On the morning of April 23, protesters in about 20 vehicles organized a motorcade in support of Nicolas Chavez. Nicolas, a young Latino man, was killed by police officers on his hands and knees in Houston, Texas, in April 2020. The protest was led by the Chavez family and passed throughout downtown Houston, including directly in front of the Houston Police Department. It was called in response to the recent decision to reinstate the four police officers who brutally killed Chavez two years ago.
Houston police respond to mental health crisis with lethal force
On the night of April 21, 2020, Houston PD received a call about an alleged “suicide in progress.” A man who was visibly in distress was reportedly running in and out of traffic and attempting to harm himself. Officers arrived to find Nicolas at the scene experiencing a mental health crisis. Instead of assisting him, body cam footage shows that four officers tased Chavez, shot him with bean bag rounds, and fired 24 bullets at him while he was on his hands and knees.
Activists and family members fought relentlessly for five months to secure the release of the footage of the killing, which finally happened in September 2020. Hours before the release of the video, then-Chief of Police Art Acevedo announced the indefinite suspension of the four officers responsible: Sergeant Benjamin LeBlanc and officers Luis Alvarado, Omar Tapia and Patrick Rubio.
This occurred amid the national uprising against racist police brutality, when the pressure to fire and jail killer cops across the country was immense. Acevedo postured publicly as a friend to anti-police brutality protesters while less visibly supporting the most brutal practices of police under his jurisdictions. It was the pressure of the uprising — not any altruism on Acevedo’s part — that led him to correctly describe the officers’ actions as indefensible.
Two years later, still no justice for Nicolas Chavez
Immediately after their indefinite suspensions were announced, each of the officers appealed the decision. The Houston Police Officers’ Union meanwhile called the suspensions “unjust and deplorable.”
While it appeared for a moment that the cops who killed Chavez would remain off the police force, the quest for justice was struck a significant blow a year later on Sept. 27, 2021, when a grand jury decided that none of the officers would face any criminal charges for their actions the night Nicolas’ life was taken.
On March 14, 2022, the Houston Police Officers’ Union outrageously announced that all four cops would be reinstated with seniority and back-pay to compensate for all of the time they were unemployed. Houston Police Chief Troy Finner stated that the officers’ reinstatement was based on the decision of an independent hearing examiner, who determined that the city had failed to prove that the officers violated the rules and policies of the department before their indefinite suspensions. No one from the city reached out to the Chavez family before this outrageous decision was announced.

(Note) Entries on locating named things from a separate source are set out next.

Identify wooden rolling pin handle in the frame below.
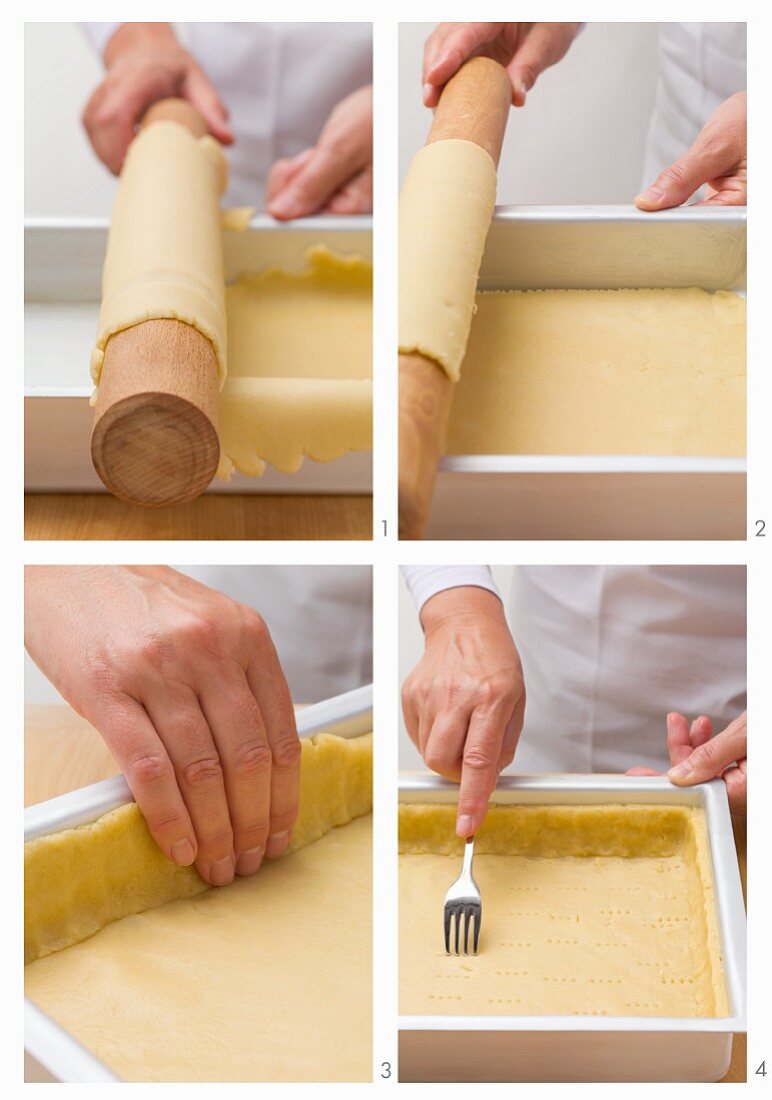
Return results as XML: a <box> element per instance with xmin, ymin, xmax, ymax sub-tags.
<box><xmin>91</xmin><ymin>99</ymin><xmax>220</xmax><ymax>508</ymax></box>
<box><xmin>399</xmin><ymin>57</ymin><xmax>512</xmax><ymax>539</ymax></box>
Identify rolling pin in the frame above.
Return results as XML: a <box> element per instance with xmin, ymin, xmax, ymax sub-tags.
<box><xmin>91</xmin><ymin>99</ymin><xmax>220</xmax><ymax>508</ymax></box>
<box><xmin>399</xmin><ymin>57</ymin><xmax>512</xmax><ymax>539</ymax></box>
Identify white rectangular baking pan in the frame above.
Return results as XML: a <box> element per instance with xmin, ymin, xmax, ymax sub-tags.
<box><xmin>427</xmin><ymin>206</ymin><xmax>747</xmax><ymax>539</ymax></box>
<box><xmin>24</xmin><ymin>684</ymin><xmax>373</xmax><ymax>1081</ymax></box>
<box><xmin>24</xmin><ymin>216</ymin><xmax>373</xmax><ymax>493</ymax></box>
<box><xmin>399</xmin><ymin>774</ymin><xmax>747</xmax><ymax>1081</ymax></box>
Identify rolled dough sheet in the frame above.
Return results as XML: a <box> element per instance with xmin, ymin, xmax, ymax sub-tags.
<box><xmin>24</xmin><ymin>734</ymin><xmax>373</xmax><ymax>963</ymax></box>
<box><xmin>399</xmin><ymin>804</ymin><xmax>728</xmax><ymax>1018</ymax></box>
<box><xmin>445</xmin><ymin>288</ymin><xmax>746</xmax><ymax>458</ymax></box>
<box><xmin>25</xmin><ymin>816</ymin><xmax>372</xmax><ymax>1081</ymax></box>
<box><xmin>219</xmin><ymin>248</ymin><xmax>373</xmax><ymax>480</ymax></box>
<box><xmin>91</xmin><ymin>122</ymin><xmax>228</xmax><ymax>385</ymax></box>
<box><xmin>399</xmin><ymin>139</ymin><xmax>496</xmax><ymax>381</ymax></box>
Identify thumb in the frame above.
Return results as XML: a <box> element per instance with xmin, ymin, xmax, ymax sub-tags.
<box><xmin>668</xmin><ymin>717</ymin><xmax>748</xmax><ymax>787</ymax></box>
<box><xmin>183</xmin><ymin>66</ymin><xmax>234</xmax><ymax>145</ymax></box>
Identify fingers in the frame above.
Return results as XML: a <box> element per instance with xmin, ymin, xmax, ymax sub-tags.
<box><xmin>145</xmin><ymin>684</ymin><xmax>235</xmax><ymax>887</ymax></box>
<box><xmin>200</xmin><ymin>667</ymin><xmax>271</xmax><ymax>875</ymax></box>
<box><xmin>246</xmin><ymin>613</ymin><xmax>300</xmax><ymax>859</ymax></box>
<box><xmin>636</xmin><ymin>94</ymin><xmax>746</xmax><ymax>210</ymax></box>
<box><xmin>422</xmin><ymin>23</ymin><xmax>504</xmax><ymax>107</ymax></box>
<box><xmin>183</xmin><ymin>64</ymin><xmax>234</xmax><ymax>145</ymax></box>
<box><xmin>324</xmin><ymin>167</ymin><xmax>373</xmax><ymax>215</ymax></box>
<box><xmin>668</xmin><ymin>715</ymin><xmax>747</xmax><ymax>787</ymax></box>
<box><xmin>507</xmin><ymin>23</ymin><xmax>575</xmax><ymax>107</ymax></box>
<box><xmin>455</xmin><ymin>707</ymin><xmax>506</xmax><ymax>837</ymax></box>
<box><xmin>102</xmin><ymin>699</ymin><xmax>198</xmax><ymax>867</ymax></box>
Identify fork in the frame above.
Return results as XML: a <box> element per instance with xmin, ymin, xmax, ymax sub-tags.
<box><xmin>444</xmin><ymin>836</ymin><xmax>483</xmax><ymax>955</ymax></box>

Motorcade demands killer cops be held accountable
Demonstrators began decorating their vehicles with signs and paint on the morning of April 23 before lining up for the motorcade. One signs on a car read: “What’s his name? Nicolas Chavez. How did he die? Unarmed and on his knees. Who killed him? H.P.D.” Another read “Justice for Nicolas Chavez. 8/25/92 – 4/21/20” and another read simply, “HPD killed my daddy.”
The motorcade began near downtown Guadalupe Plaza Park and from there drove through the city until reaching the Houston Police Department. Once there, demonstrators pulled alongside the building, laid on their car horns, and used megaphones to exclaim, “Justice for Nicolas Chavez! He was shot over 20 times by cops on his hands and knees!”
The motorcade then traveled about 6 miles to northeast Houston to the very spot where Nicolas was gunned down to pay their respects. On the way, several pedestrians raised their fists in a show of solidarity. Once they reached their destination, participants of the motorcade exited their vehicles and laid flowers at the roadside memorial that has been erected in honor of Nicolas.
All throughout the United States, the cops murder working-class people of color with sickening brutality. A huge number of people killed by police are experiencing a mental health crisis when they are murdered. We must create a system that expands mental health services for those who are suffering, instead of responding to mental health crises with armed agents of the state who take the lives of those they are supposedly sworn to protect.